Authors: Yao Cheng, Gang-Len Chang, and Saed Rahwanji
Journal: Journal of Transportation Engineering, Part A: Systems
Diverging diamond interchanges (DDIs) are widely recognized to be capable of reducing conflict points, number of stops, and consequently average traffic delay. However, the design of their crossover spacing and signal offsets, which is critical to the capacity and efficient operations of DDIs, have not been addressed in most design guidelines. These two critical design components are actually interdependent in nature, because the estimated travel time between a DDI’s two subintersections for all movement paths is essential for the design of signal offsets. Also, the crossover spacing should be designed to accommodate queues comprised mostly of those vehicles not moving within the signal progression band, which is often designed with a given crossover spacing.
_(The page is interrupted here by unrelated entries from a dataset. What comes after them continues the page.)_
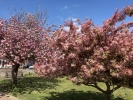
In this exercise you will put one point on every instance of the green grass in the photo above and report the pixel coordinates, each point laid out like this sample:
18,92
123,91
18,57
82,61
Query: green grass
35,88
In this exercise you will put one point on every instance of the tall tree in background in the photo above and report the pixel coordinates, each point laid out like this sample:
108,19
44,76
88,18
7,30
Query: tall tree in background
96,54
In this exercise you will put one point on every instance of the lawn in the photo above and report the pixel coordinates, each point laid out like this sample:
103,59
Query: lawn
35,88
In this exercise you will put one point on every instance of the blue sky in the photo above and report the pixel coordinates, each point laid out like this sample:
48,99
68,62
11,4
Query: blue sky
60,10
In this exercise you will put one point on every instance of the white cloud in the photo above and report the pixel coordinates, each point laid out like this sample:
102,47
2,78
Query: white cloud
60,18
65,7
66,28
73,19
75,5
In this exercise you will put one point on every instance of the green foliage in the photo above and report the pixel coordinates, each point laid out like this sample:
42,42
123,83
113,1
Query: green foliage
35,88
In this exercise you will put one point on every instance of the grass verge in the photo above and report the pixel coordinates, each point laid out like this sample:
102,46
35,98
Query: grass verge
36,88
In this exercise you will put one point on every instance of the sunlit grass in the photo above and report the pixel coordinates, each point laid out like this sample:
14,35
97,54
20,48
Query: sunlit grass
35,88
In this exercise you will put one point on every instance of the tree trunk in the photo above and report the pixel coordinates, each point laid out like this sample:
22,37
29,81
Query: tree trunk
108,96
14,73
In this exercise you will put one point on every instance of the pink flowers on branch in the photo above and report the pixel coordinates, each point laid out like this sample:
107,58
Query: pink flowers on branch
20,38
96,54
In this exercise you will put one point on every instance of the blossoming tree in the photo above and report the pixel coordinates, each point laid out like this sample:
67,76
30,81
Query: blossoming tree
96,54
20,36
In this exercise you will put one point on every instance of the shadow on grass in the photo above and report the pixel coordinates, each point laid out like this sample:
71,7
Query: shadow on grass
77,95
27,85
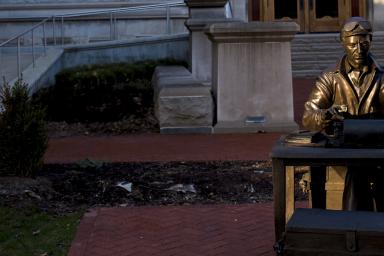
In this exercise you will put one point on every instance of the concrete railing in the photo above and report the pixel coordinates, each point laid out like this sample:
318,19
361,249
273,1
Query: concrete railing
21,50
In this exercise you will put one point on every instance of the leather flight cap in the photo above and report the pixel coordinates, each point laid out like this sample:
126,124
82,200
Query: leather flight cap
356,26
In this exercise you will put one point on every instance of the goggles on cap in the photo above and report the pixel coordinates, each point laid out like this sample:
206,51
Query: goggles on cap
366,25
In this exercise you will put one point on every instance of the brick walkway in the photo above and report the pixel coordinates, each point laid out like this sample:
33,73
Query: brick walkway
201,230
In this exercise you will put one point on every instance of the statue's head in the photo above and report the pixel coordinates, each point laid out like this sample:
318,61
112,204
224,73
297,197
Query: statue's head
356,37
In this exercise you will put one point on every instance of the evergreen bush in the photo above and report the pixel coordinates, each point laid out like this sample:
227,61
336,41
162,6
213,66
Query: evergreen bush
23,136
101,93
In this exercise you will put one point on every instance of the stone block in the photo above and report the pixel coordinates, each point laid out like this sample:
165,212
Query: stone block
185,107
182,105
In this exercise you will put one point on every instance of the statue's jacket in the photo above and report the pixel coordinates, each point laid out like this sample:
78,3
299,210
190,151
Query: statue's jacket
333,87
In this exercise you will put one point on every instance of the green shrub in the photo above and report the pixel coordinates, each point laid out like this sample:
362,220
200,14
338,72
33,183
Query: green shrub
23,137
101,93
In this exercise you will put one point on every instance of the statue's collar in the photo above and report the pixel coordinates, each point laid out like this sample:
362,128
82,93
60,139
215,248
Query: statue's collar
343,64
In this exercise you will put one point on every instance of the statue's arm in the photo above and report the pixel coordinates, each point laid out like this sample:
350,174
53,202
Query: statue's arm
320,99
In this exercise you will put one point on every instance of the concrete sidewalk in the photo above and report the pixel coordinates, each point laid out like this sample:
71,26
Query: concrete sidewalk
197,230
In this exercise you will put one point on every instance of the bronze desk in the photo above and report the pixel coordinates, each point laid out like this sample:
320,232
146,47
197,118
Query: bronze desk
285,157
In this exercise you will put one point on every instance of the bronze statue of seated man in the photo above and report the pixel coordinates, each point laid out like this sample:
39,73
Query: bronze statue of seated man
354,87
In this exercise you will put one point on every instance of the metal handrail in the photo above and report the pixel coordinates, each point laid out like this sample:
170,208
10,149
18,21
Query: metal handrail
113,32
123,9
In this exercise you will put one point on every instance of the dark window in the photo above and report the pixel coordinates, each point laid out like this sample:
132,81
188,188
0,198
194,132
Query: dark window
285,8
328,8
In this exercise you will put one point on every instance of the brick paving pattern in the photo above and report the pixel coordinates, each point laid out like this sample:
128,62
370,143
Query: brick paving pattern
198,230
177,230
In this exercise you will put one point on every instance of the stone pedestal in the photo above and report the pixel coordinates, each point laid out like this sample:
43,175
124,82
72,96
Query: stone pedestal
252,77
201,14
334,187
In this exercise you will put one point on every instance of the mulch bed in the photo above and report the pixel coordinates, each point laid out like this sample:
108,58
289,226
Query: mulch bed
66,188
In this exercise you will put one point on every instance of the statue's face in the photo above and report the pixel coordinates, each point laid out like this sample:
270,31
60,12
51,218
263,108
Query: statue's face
357,49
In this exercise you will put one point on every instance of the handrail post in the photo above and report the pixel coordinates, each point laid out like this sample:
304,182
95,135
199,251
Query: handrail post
44,40
18,59
53,30
114,27
33,51
168,23
62,30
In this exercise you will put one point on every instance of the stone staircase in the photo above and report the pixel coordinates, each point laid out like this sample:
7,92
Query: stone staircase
313,53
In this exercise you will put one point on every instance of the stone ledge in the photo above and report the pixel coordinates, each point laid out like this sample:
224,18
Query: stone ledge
205,3
242,127
238,32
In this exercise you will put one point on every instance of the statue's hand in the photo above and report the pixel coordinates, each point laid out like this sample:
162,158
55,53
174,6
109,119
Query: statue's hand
335,113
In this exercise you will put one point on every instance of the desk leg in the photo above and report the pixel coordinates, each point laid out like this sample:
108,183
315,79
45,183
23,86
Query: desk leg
289,192
278,175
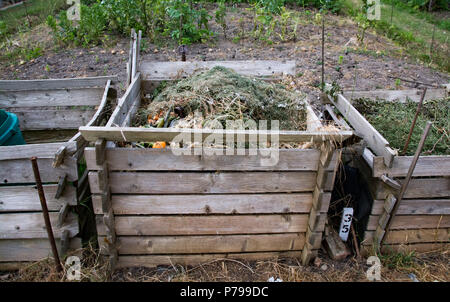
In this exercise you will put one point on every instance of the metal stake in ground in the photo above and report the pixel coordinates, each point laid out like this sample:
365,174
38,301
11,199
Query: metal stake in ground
407,179
419,107
48,225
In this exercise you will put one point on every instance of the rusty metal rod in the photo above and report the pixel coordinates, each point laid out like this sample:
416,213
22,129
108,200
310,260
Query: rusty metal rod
419,107
407,179
48,224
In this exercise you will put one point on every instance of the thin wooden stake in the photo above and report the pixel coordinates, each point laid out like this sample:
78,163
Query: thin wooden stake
323,54
419,107
407,179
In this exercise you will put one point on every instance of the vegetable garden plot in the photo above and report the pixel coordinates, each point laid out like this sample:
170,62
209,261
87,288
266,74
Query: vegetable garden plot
422,222
156,207
46,106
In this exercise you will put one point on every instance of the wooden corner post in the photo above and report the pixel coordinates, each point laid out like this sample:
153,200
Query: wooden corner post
108,215
316,219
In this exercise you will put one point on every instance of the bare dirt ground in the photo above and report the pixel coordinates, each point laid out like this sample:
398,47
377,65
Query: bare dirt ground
363,68
423,267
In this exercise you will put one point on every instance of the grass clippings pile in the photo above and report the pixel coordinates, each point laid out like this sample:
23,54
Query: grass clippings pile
222,95
393,120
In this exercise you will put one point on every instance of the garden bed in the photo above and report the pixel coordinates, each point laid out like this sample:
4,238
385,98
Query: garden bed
422,222
54,109
156,207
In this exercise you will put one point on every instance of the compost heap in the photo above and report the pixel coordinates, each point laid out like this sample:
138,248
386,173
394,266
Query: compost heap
219,95
393,120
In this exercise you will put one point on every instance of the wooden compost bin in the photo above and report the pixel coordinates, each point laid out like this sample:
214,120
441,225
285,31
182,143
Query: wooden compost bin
46,108
155,208
422,222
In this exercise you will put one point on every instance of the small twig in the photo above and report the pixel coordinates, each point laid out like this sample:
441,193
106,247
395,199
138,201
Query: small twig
419,107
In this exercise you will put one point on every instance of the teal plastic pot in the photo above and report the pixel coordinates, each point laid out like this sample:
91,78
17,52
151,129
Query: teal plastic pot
10,134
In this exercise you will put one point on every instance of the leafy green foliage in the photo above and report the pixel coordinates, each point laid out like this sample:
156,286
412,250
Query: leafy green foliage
393,120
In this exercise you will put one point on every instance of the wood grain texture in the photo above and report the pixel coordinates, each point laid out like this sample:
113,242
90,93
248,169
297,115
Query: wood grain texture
207,225
208,204
209,183
31,249
171,70
126,159
26,198
155,260
52,119
20,170
413,222
32,225
363,128
18,85
416,207
412,236
133,245
131,134
397,95
418,188
44,98
433,165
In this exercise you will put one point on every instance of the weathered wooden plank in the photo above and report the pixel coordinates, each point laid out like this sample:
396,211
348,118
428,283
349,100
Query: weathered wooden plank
132,245
122,159
26,198
31,249
208,204
45,98
123,107
208,183
16,85
157,71
363,128
412,236
47,150
416,207
418,188
49,119
155,260
434,165
412,222
20,170
130,134
397,95
31,225
207,225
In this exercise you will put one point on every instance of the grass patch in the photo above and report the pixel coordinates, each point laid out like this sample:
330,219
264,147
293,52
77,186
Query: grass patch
393,120
27,15
413,30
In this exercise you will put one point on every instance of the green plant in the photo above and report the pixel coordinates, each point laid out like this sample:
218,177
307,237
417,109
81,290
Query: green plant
220,15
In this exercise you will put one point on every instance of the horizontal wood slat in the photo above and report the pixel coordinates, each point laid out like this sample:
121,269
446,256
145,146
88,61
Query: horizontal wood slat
413,222
433,165
416,207
207,225
17,85
31,225
31,249
171,70
214,183
210,204
20,170
26,198
132,134
209,244
417,188
33,119
156,260
45,98
122,159
412,236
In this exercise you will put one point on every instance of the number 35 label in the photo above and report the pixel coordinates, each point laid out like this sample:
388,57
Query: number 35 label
346,222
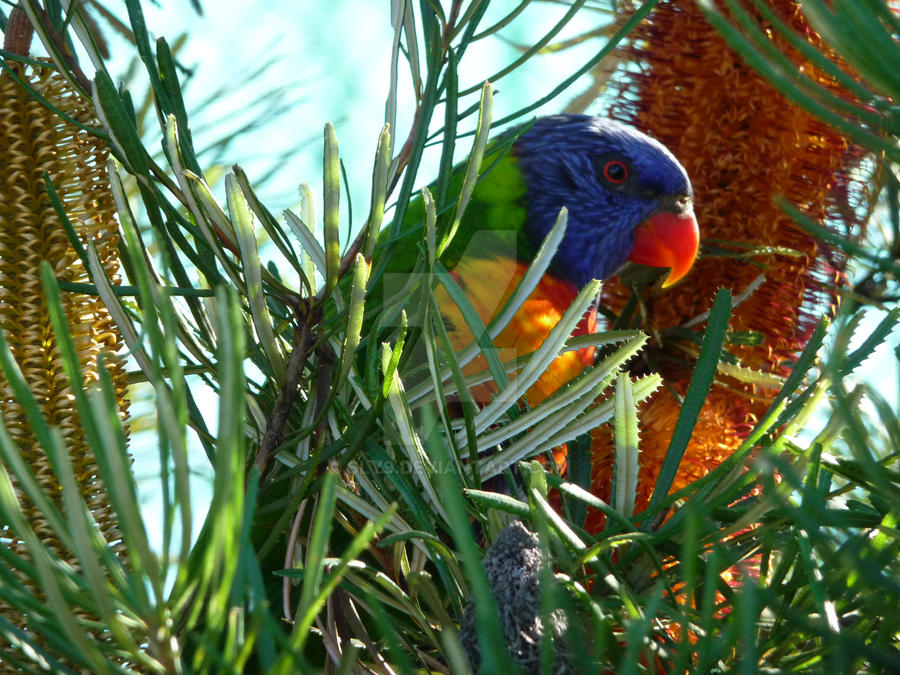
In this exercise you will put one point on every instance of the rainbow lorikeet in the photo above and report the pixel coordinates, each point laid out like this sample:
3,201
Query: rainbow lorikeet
628,199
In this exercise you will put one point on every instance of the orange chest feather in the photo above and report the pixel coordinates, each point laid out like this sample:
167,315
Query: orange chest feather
489,283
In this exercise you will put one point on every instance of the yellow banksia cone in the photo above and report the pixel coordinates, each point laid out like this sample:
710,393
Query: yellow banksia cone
742,144
36,141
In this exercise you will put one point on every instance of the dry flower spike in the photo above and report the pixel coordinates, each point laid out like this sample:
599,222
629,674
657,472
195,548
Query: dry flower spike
34,142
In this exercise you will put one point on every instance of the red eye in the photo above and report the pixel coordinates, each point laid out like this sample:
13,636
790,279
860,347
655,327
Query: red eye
615,172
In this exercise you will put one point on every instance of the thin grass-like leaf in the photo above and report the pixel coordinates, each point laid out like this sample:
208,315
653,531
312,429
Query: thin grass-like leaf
625,432
262,320
698,388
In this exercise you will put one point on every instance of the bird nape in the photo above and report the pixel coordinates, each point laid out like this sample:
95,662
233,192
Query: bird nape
628,199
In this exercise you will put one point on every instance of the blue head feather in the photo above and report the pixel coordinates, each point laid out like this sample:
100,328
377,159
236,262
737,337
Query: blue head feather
562,158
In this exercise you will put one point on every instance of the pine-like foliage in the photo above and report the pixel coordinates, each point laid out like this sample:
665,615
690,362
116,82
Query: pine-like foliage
362,498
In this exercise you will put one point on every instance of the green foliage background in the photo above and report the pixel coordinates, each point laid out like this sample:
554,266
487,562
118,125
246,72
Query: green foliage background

Considering such an interdependent relation between signal offsets and the crossover spacing, this study presents a model that can concurrently optimize these two vital DDI design elements at the planning level. A case study at a DDI site with the proposed model has also been conducted to justify the necessity to perform the concurrent optimization under different operational conditions. The results of extensive numerical experiments confirm that the design with the optimized crossover spacing and offset can yield the shortest total delay and the least number of stops for vehicles over the entire network, especially under near-saturated conditions. The optimized crossover spacing can also prevent the formation of the queue spillover over the crossovers in a DDI.